Here it is:  The relief sculpture, by local artist Glyn Roberts, shows a rather dapper Prince of Wales on his backside, reeling from Freddie’s blow – while the adjacent plaque tells the story itself. 
relief sculpture showing two boys brawling
"News of the fight soon reached the Queen" - the scene cleverly depicted by sculptor Glyn Roberts, complete with upset bucket. If you look closely, upper right, you can even detect the distraught Queen herself standing outside the Italianate towers of Osborne House.
metal plaque mounted on wall containing small lines of text, green in colour
Mounted on the wall of the Victoria Barracks, a memorial plaque incorporates shell motives and tells the story itself.

Two men and the sea

There is a certain parallelism in the lives of the two men in this little story. While Freddie, as a young man, joined the Merchant Navy and subsequently returned home to live by the sea, the Prince of Wales became a great yachtsman and spent much of his leisure time on the sea. As Commodore of the Royal Yacht Squadron in Cowes, he could be found regularly racing his magnificent boat Britannia against those of the German Kaiser in the waters off the beach at Osborne.

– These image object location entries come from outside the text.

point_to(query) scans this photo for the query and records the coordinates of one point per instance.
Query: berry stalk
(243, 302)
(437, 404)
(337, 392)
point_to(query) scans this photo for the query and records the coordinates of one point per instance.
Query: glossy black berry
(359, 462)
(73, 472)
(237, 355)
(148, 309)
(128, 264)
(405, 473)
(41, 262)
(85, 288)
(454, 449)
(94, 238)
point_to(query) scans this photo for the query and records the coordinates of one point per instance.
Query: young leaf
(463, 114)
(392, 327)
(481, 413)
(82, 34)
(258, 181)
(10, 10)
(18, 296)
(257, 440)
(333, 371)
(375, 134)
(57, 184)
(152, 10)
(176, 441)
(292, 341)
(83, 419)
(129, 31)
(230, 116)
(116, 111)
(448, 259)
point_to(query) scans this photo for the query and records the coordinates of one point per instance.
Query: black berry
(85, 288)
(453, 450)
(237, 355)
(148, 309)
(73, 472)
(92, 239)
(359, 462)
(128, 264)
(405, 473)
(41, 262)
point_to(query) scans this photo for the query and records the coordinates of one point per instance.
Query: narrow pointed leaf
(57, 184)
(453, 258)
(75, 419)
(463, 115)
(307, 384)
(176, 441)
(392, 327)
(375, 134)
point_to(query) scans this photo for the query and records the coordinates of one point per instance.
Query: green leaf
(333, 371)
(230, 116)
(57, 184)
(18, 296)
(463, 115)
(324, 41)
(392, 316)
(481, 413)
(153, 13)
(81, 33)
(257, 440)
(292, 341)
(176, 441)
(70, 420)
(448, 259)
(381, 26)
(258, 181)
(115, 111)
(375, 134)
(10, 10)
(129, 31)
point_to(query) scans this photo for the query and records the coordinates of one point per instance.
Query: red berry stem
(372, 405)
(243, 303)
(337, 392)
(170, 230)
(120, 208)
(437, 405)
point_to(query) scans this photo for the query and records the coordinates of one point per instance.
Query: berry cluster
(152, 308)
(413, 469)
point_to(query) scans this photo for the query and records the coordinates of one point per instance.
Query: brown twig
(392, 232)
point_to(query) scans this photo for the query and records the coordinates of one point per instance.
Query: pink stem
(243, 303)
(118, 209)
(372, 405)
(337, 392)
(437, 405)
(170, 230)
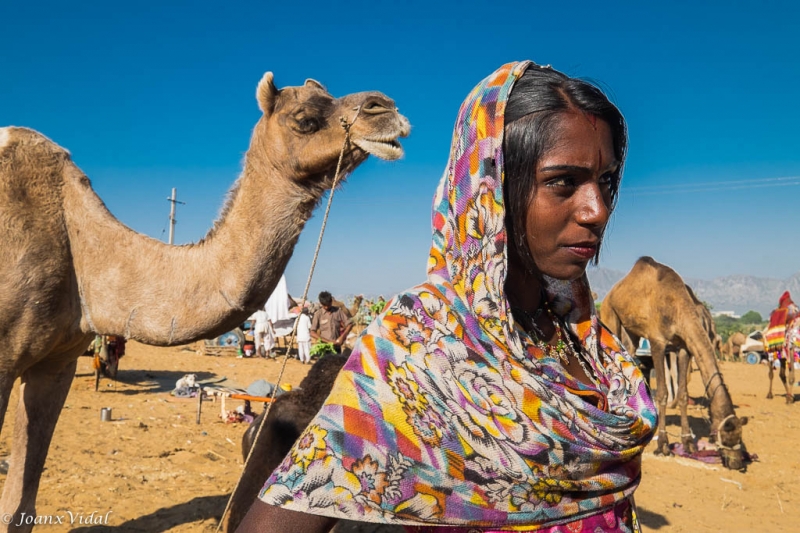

No doubt Freddie from his home nearby would have looked on with interest.
old photograph of racing yacht upon an open sea
The Royal racing yacht Britannia in full sail.
royal personage - king Edward VII with medalion, head and shoulder portrait
Albert Edward as king. From a portrait by Samuel Luke Fildes, 1905.
The Prince of Wales became king in 1901 upon the passing of Victoria, ushering in that all-too-brief and extraordinarily elegant period of English history known as the Edwardian Era, which lasted until his death in 1910. Freddie outlived him, however – continuing to enjoy his celebrity status at his home of shells, which by this time had become a tourist attraction and a popular subject for picture postcards from the Island. He passed away in 1926 at the ripe old age 88.

What remains

I believe it is still possible to see just a small remnant of Freddie's work - a shell picture of a ship at sea - where he once lived. This will probably join the rest of his transient creations and vanish soon with age. But the plaque on the wall of the Barracks will be more permanent, and the story, I’m glad to say, will therefore live on: testimony to Queen Victoria’s kindness and sagacity (and Freddie’s good fortune – because it really could have turned out a lot, lot worse).